How does the presence of MDA-PA or CH affect survival outcomes in MM? How does a higher VAF in nonplasmacytic or nonlymphoid hematopoietic cells negatively impact MM patients’ survival as seen in MDS-PA patients? VAF are the result of cell-intrinsic fitness advantages or cell-extrinsic (such as immune or environmental) factors or less likely a mere random effect. Cell fitness is clearly tissue dependent, and therefore, cell-extrinsic mechanisms are considered critical. Independently of the cell-intrinsic parameters, fitness of marrow cell residents also changes over time and could be influenced by changes in the bone marrow niches driven by aging, chemotherapy, immune surveillance, and inflammation.7,8  Recent studies show that both gene identity and VAF are predictive of progression to AML.9  In addition, by building a stochastic branching model of hematopoietic stem cell dynamics, Watson et al have recently demonstrated that CH is driven by factors like genetic drift, differences in mutation rate, and cell-intrinsic fitness that become increasable detectable with age.10  As such, in MM, only studies that longitudinally track individuals over time could distinguish between these scenarios and represent an important area of future work.

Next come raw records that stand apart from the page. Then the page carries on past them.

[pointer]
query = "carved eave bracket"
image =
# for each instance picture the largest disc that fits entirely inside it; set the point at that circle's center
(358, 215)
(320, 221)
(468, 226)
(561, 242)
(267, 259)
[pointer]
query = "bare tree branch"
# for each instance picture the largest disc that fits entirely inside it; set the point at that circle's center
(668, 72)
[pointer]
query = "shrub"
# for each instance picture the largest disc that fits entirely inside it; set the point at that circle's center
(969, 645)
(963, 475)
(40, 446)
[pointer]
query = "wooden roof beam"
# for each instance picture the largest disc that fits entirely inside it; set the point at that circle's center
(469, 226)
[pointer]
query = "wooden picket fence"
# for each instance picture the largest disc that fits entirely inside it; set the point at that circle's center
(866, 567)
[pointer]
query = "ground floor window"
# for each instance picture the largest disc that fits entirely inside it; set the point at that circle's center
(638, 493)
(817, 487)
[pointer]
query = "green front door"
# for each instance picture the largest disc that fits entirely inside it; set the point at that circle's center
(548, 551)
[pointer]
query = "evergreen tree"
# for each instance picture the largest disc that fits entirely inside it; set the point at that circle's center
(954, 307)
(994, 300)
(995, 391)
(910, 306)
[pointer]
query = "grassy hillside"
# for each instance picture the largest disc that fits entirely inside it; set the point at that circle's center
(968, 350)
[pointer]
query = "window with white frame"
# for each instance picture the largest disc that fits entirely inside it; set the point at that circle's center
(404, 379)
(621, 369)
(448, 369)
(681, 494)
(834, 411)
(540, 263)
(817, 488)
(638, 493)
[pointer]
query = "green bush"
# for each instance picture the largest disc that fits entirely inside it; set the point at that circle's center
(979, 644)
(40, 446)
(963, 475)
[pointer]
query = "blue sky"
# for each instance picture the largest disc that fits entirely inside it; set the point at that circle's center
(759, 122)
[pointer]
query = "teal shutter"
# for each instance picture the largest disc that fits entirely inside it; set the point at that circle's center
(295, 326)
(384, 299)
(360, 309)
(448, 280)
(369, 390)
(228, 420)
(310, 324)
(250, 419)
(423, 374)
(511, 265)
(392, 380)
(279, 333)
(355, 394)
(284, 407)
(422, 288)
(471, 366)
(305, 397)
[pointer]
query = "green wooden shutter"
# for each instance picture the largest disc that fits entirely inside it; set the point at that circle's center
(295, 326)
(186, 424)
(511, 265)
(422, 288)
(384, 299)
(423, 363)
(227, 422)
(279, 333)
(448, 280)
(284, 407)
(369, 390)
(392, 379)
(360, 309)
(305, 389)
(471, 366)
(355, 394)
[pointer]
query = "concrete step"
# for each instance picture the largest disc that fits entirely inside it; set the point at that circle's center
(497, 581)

Along the lines of cell-extrinsic factors, in the current study of CH in MM, Maia et al provide evidence that extrinsic deregulation of immune surveillance with reduced frequency of naive γδ T cells and expansion of CCR7 negative regulatory T cells may be a factor in MM/MDS-PA.

Therefore, is it logical to postulate that immune dysfunction with the ensuing loss of immune surveillance is the driver behind the expansion of CH (higher VAF) as well as the worse survival outcomes in MDS-PA MM? Regarding the causal relationship between MDS-PA, CH, and outcome parameters, the authors report that the presence of MDS-PA at diagnosis anticipated greater risk of developing hematological toxicity during treatment and was independently associated with inferior progression-free and overall survival. Intriguingly, however, and despite their association with the risk of development of secondary malignancies (including MDS), they also reported that the use of immunomodulators (IMID)-based maintenance therapy abrogated the negative impact of MDS-PA on MM patients’ survival. The well-recognized immune activating effects of IMIDs may indeed explain this apparent controversial finding and warrant further development of targeted immune-based approaches early in the disease course.

Lastly, using immunophenotypic (MFC) and NGS profiling in a small cohort of MM patients, the authors suggest that MDS-PA and associated clonal hematopoietic mutations are mostly present at diagnosis and very infrequently emerge after high-dose therapy and stem cell rescue. As alkylating agents–induced mutational signature is clearly documented in MM, it is imperative to confirm these findings in a larger cohort of patients with prolonged longitudinal follow-up. In addition, although MFC could be used as a screening method to identify MDS-PA in MM patients, novel sequencing technologies (such as single-cell genomics coupled with feature barcoding) of the MM clone and its bone marrow niche will allow a better detection of CH, VAFs, and their interplay with the innate and adaptive immunity and delineate its impact on clonal fitness and evolutionary dynamics. Such deep understanding will finally lead us to unveil whether CH or its associated immune unfitness is at the root of all maladies!

Conflict-of-interest disclosure: The author declares no competing financial interests.